Anrufer: „Wie sind denn die Öffnungszeiten?“
Sprachdialogsystem: „Wir sind werktags von 08.00 bis 20.00 Uhr und samstags von 08.00 bis 12.00 Uhr persönlich für Sie erreichbar. Kann ich noch etwas für Sie tun?“
Anrufer: „Ja, ich möchte mit Herrn Müller sprechen.“
Sprachdialogsystem: „Meinen Sie Herrn Hubert Müller aus der Abteilung Marketing oder Herrn Ralf Müller aus der Abteilung IT/Netzwerke?“
Anrufer: „Den Herr Müller aus der IT“.
Sprachdialogsystem: „Einen kleinen Moment bitte.
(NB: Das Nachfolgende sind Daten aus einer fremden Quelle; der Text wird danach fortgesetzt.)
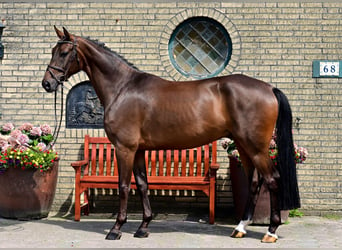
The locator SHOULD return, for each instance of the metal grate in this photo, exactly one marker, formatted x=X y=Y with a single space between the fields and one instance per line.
x=200 y=47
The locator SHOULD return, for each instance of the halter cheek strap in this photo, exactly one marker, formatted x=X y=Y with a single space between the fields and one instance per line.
x=63 y=78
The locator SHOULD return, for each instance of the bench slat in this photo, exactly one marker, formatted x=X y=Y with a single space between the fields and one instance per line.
x=186 y=169
x=108 y=159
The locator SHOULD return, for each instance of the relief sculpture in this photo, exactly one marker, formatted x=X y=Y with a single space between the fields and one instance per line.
x=84 y=109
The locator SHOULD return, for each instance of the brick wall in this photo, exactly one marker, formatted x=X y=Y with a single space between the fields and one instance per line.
x=275 y=42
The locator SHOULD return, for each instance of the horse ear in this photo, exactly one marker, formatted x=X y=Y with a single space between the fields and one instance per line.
x=58 y=32
x=66 y=34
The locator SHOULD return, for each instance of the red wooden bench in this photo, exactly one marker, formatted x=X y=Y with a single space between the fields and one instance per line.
x=188 y=169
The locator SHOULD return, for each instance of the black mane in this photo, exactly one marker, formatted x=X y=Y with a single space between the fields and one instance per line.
x=102 y=45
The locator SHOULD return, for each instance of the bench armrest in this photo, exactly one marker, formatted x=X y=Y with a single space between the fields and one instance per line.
x=78 y=164
x=214 y=166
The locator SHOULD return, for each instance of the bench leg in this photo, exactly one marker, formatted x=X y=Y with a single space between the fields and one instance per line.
x=212 y=200
x=77 y=203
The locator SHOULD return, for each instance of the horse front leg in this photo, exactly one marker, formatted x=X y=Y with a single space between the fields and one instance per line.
x=275 y=218
x=140 y=176
x=125 y=160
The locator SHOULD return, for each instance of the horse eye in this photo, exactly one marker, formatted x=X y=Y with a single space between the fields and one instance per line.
x=64 y=53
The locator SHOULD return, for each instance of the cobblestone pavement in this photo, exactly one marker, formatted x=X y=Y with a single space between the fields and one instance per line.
x=166 y=232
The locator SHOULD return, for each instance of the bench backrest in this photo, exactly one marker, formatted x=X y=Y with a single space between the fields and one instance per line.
x=100 y=154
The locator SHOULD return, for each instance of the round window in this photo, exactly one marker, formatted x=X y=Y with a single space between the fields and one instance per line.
x=200 y=47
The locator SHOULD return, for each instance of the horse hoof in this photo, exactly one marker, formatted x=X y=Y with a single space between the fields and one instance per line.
x=269 y=239
x=237 y=234
x=142 y=233
x=114 y=235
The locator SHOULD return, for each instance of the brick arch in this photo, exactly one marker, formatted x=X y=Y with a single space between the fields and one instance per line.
x=198 y=12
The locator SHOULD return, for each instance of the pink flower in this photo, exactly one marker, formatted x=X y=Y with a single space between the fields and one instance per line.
x=23 y=139
x=42 y=146
x=46 y=130
x=26 y=127
x=7 y=127
x=15 y=133
x=36 y=131
x=3 y=143
x=273 y=144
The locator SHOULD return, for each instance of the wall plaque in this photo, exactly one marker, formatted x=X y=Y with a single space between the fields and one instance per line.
x=83 y=107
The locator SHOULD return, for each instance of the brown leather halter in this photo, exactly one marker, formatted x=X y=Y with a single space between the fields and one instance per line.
x=60 y=80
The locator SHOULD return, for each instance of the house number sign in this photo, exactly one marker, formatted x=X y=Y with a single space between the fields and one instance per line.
x=327 y=68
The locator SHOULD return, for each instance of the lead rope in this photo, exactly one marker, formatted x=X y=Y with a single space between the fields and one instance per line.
x=57 y=127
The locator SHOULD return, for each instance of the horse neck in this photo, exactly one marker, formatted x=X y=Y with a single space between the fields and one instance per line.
x=107 y=72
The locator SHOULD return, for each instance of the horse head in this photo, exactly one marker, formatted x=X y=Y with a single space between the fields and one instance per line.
x=64 y=61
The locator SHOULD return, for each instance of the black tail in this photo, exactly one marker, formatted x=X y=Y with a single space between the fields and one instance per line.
x=288 y=186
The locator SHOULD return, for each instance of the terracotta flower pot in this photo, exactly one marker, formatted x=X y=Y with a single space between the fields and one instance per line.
x=240 y=195
x=27 y=194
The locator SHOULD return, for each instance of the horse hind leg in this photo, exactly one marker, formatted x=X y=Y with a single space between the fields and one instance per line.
x=125 y=160
x=271 y=178
x=140 y=176
x=275 y=217
x=255 y=182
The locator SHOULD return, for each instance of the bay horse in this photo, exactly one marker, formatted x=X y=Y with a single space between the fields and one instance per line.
x=144 y=112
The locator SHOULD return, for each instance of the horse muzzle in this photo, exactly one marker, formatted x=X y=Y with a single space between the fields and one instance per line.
x=49 y=86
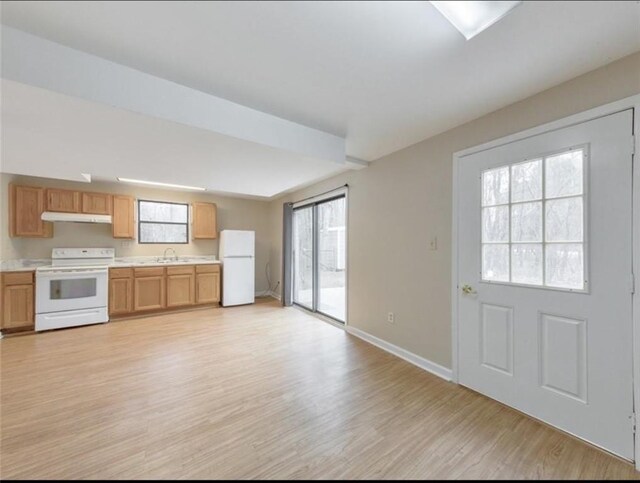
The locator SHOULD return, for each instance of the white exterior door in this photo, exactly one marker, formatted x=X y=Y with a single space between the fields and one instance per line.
x=544 y=274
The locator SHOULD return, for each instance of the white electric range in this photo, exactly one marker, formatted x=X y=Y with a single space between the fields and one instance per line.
x=74 y=289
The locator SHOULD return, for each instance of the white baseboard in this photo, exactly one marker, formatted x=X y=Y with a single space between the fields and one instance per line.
x=421 y=362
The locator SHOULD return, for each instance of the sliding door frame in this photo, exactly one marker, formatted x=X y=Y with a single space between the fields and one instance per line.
x=314 y=203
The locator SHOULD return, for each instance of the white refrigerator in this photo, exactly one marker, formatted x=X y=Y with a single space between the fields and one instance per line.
x=237 y=254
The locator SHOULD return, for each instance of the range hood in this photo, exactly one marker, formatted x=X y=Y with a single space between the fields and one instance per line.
x=75 y=217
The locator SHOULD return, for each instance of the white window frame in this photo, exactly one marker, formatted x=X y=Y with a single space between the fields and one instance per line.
x=585 y=220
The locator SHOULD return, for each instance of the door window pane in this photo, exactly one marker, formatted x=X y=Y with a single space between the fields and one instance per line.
x=564 y=265
x=526 y=264
x=332 y=247
x=495 y=262
x=303 y=256
x=495 y=187
x=495 y=224
x=563 y=174
x=564 y=220
x=526 y=222
x=533 y=232
x=526 y=181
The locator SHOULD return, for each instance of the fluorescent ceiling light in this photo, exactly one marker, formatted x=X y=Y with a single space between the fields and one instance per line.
x=471 y=18
x=155 y=183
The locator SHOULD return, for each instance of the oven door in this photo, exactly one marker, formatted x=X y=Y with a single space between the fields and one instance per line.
x=60 y=290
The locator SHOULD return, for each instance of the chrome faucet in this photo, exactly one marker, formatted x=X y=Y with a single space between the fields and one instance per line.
x=175 y=255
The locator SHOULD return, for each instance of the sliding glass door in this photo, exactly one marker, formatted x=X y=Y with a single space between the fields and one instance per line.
x=320 y=257
x=303 y=257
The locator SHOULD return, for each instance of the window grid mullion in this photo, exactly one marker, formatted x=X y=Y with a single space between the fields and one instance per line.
x=544 y=221
x=510 y=222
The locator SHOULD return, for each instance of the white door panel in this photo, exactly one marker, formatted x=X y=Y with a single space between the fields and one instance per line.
x=563 y=354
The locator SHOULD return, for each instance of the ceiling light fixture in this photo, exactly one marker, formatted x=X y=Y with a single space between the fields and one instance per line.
x=156 y=183
x=471 y=18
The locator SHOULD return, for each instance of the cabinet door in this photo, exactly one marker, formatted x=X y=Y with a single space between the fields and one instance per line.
x=66 y=201
x=123 y=219
x=207 y=288
x=17 y=306
x=180 y=290
x=204 y=220
x=120 y=296
x=149 y=293
x=26 y=204
x=96 y=203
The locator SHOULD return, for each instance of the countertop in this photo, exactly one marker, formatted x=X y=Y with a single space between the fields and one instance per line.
x=26 y=264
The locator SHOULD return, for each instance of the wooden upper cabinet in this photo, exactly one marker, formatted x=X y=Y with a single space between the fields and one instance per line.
x=66 y=201
x=122 y=224
x=26 y=204
x=96 y=203
x=204 y=224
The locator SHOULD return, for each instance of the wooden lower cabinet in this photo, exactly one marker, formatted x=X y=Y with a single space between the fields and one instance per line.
x=149 y=293
x=146 y=289
x=207 y=288
x=18 y=302
x=120 y=296
x=180 y=286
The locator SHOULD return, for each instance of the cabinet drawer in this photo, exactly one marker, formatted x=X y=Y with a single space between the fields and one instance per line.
x=182 y=270
x=148 y=271
x=17 y=278
x=207 y=268
x=120 y=272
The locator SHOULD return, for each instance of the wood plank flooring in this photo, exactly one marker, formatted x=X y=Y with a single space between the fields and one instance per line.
x=256 y=392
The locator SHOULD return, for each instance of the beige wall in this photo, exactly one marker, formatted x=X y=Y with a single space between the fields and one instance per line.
x=233 y=213
x=403 y=200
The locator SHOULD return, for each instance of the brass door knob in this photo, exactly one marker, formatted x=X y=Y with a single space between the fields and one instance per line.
x=468 y=289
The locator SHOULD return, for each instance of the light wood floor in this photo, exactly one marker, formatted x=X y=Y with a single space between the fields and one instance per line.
x=256 y=392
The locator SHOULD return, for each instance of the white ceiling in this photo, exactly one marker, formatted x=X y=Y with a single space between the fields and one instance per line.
x=53 y=135
x=382 y=74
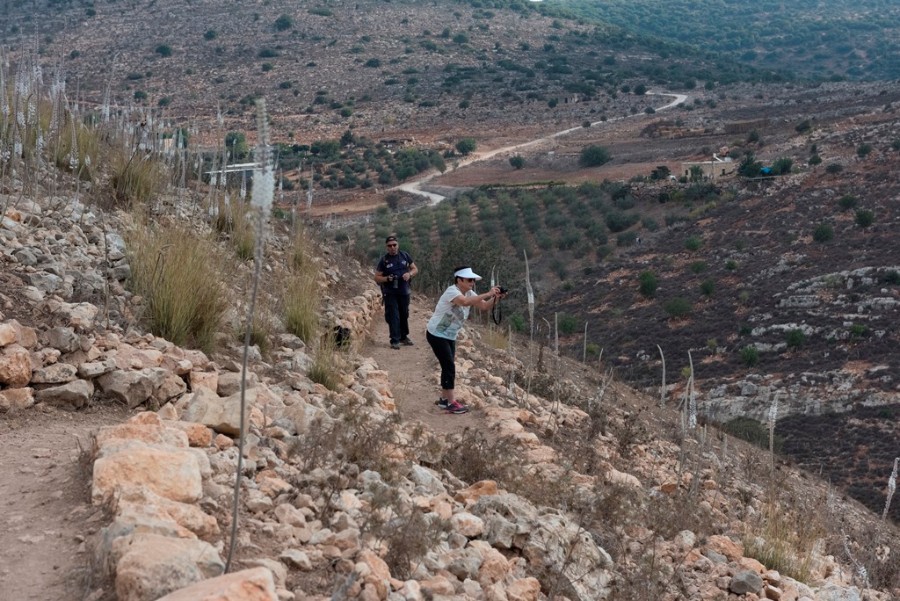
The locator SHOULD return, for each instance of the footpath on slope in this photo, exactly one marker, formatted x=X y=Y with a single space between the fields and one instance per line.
x=414 y=373
x=45 y=508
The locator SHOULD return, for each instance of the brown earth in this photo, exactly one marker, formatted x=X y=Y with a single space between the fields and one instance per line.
x=46 y=516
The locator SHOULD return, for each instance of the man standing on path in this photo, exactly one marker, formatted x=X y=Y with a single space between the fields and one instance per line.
x=393 y=273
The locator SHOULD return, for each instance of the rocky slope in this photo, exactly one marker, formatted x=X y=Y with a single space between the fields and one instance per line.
x=572 y=486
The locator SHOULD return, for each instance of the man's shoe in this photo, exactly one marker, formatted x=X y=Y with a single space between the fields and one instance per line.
x=457 y=408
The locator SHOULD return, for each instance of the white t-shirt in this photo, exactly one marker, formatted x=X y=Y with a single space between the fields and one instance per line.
x=448 y=319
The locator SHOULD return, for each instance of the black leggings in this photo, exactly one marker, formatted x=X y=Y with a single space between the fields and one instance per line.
x=445 y=351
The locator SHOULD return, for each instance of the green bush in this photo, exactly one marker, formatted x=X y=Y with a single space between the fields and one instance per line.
x=466 y=146
x=693 y=243
x=823 y=233
x=865 y=218
x=678 y=307
x=568 y=324
x=648 y=284
x=594 y=156
x=858 y=330
x=847 y=202
x=283 y=23
x=795 y=338
x=752 y=431
x=750 y=356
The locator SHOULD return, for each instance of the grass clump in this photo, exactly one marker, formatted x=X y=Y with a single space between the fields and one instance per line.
x=136 y=179
x=326 y=367
x=782 y=542
x=300 y=306
x=180 y=275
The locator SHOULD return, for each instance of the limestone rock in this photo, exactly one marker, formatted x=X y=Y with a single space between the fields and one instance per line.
x=76 y=394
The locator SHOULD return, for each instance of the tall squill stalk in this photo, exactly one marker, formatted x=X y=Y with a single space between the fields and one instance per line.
x=530 y=295
x=892 y=486
x=262 y=194
x=773 y=417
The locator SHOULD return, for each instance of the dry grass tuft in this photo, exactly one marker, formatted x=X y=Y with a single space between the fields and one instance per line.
x=136 y=178
x=180 y=275
x=328 y=365
x=300 y=306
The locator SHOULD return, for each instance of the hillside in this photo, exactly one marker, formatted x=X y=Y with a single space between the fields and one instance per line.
x=813 y=39
x=561 y=482
x=763 y=291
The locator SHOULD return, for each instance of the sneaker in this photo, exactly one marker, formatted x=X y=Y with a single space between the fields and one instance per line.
x=457 y=408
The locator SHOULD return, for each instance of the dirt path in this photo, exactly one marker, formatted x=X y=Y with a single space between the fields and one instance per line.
x=45 y=511
x=414 y=373
x=415 y=187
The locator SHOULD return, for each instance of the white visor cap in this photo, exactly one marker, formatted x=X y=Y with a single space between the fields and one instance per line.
x=467 y=273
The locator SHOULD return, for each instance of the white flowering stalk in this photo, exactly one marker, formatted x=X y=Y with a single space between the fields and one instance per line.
x=263 y=192
x=662 y=386
x=692 y=398
x=530 y=292
x=773 y=417
x=892 y=486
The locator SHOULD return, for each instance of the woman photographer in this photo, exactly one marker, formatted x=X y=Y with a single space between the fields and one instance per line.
x=449 y=316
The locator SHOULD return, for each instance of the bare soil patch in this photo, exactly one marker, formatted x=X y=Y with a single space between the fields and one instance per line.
x=46 y=517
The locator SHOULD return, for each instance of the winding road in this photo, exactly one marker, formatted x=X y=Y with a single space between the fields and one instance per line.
x=415 y=187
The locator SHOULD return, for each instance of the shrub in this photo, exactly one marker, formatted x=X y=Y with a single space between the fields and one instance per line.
x=283 y=23
x=300 y=305
x=749 y=429
x=626 y=239
x=693 y=243
x=568 y=324
x=823 y=233
x=181 y=277
x=750 y=355
x=327 y=364
x=847 y=202
x=594 y=156
x=466 y=146
x=618 y=221
x=865 y=218
x=795 y=338
x=648 y=284
x=678 y=307
x=858 y=330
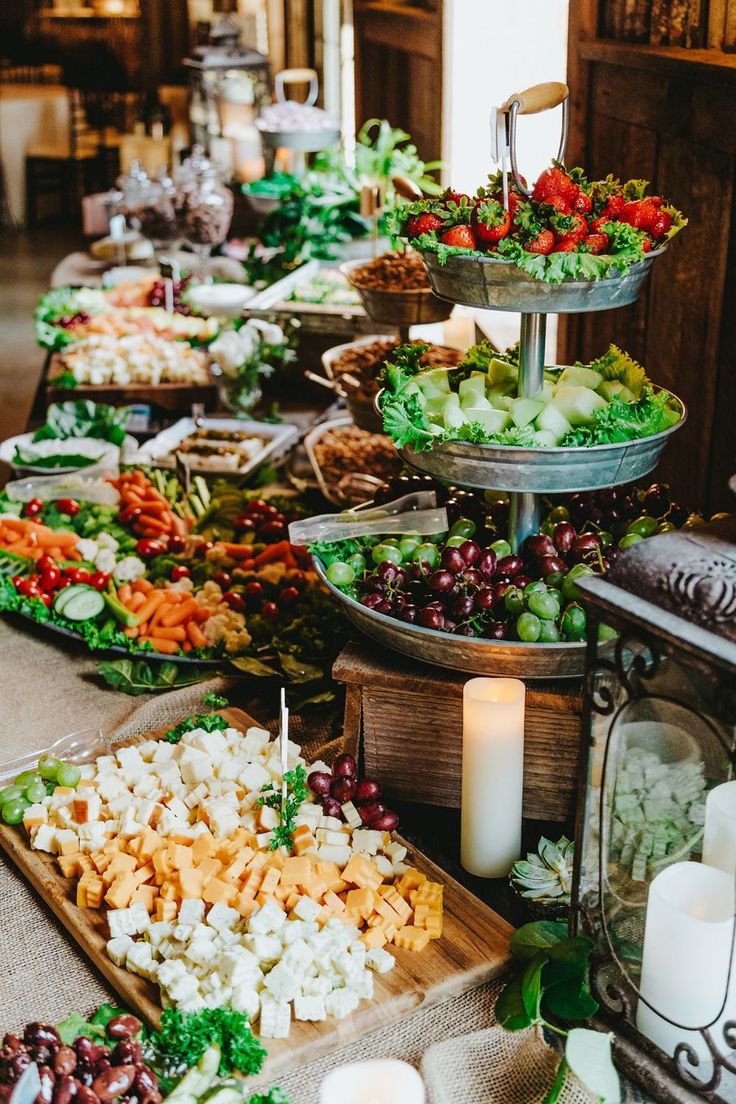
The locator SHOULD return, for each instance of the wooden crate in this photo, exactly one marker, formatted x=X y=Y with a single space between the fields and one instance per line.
x=406 y=719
Sie werden sofort mit Herrn Ralf Müller aus der Abteilung IT/Netzwerke verbunden.“
Der englische Begriff „Voice Portal“, zuweilen auch mit „Sprachportal“ übersetzt, ist das Sprachäquivalent zu “Webportalen”. So wie ein Internet-Surfer Informationen aus einer Webseite sucht oder dort Self Service Dienste in Anspruch nimmt, kann sich ein Anrufer, der mit einem Voice Portal spricht, per Sprache Informationen holen oder Transaktionen anstoßen. Der Begriff “Sprachdialogsystem” deckt sich darin mit dem Begriff „Voice Portal“, geht allerdings noch weiter: Wie im Beispiel oben fallen darunter auch die automatische Telefonzentrale oder die Datenerfassung zur Vorqualifizierung der Anrufer. Im allgemeinen Sprachgebrauch bezeichnet „Voice Portal“ allerdings auch häufig diese Einsatzmöglichkeit.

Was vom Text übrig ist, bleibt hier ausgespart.